Background information
- Born: Jeremy Horn 23 June 1978 (age 47)
- Genres: Contemporary Christian Christian Rock
- Occupations: Musician, Worship Pastor
- Years active: 2005 - present
- Labels: Ardent/INO The Grove
- Website: http://www.jeremyhornmusic.com/

= Jeremy Horn (singer) =

American singer-songwriter

Jeremy Horn is a contemporary Christian music artist, songwriter, and guitarist.

==Early life==
Jeremy Horn was born and raised in Memphis, Tennessee, and began playing the guitar at 15. A friend convinced him to use his talent with the guitar, along with his songwriting, for God. Horn began writing Christian songs and soon found himself working at Ardent Studios while attending Bible college. There, Horn was able to hone his songwriting and recording skills.

==Music==
Independent Memphis label The Grove released Horn's first single, "First Love," along with his debut album, Atmosphere, August 7, 2007, which made the Top 10 Bestselling New Releases in the Praise & Worship category on Amazon.com. Mike Rimmer of Cross Rhythms Magazine compared his sound to that of Tim Hughes and Chris Tomlin.

"First Love" did well on the Christian music charts, and was followed by "Embrace The Cross" and "I Will See Angels." Horn was the first artist signed to the independent record label, The Grove

After The Grove folded, Horn signed to Christian label Ardent Records (based out of the famed Ardent Studios in Memphis) where Horn had worked while a student at Bible college. Ardent released Horn's live worship album We Welcome You In on April 6, 2010 as a free download.

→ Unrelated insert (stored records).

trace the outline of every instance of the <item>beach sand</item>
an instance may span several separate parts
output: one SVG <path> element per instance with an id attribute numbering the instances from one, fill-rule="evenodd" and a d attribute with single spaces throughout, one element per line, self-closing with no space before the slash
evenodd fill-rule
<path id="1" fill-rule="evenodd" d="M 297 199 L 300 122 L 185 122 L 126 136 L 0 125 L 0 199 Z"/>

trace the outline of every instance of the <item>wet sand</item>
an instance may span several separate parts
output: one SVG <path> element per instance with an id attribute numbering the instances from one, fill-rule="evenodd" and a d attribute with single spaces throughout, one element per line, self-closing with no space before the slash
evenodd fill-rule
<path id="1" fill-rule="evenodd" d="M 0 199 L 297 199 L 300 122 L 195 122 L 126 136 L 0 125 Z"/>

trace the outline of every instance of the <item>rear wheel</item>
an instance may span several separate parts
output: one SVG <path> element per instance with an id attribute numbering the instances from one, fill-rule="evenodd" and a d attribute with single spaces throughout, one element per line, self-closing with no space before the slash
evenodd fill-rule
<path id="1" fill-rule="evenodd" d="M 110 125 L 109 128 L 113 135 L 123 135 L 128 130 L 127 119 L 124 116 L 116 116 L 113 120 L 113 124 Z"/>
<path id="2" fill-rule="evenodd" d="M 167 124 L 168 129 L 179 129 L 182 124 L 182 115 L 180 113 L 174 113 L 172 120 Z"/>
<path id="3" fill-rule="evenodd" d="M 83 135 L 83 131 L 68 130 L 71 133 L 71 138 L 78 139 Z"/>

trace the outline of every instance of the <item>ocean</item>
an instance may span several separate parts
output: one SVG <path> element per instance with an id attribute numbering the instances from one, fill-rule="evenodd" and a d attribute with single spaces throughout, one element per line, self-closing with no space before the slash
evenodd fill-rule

Horn's third album Sound Of The Broken was released by Ardent/Fair Trade on March 6, 2012. His latest album No Other Love, a live worship album, released November 12, 2013 on Ardent Records.

===Touring===
Horn has toured with numerous Christian artists, such as Aaron Shust, Chasen, Brenton Brown, Rush of Fools, the Newsboys, and the David Crowder Band.

==Personal life==
Jeremy Horn lives in his hometown of Memphis, with his wife Denise and children Judah, Liam and Daisy. He is a worship pastor and college pastor at his local church, RENEWAL, and his wife serves there as a youth pastor.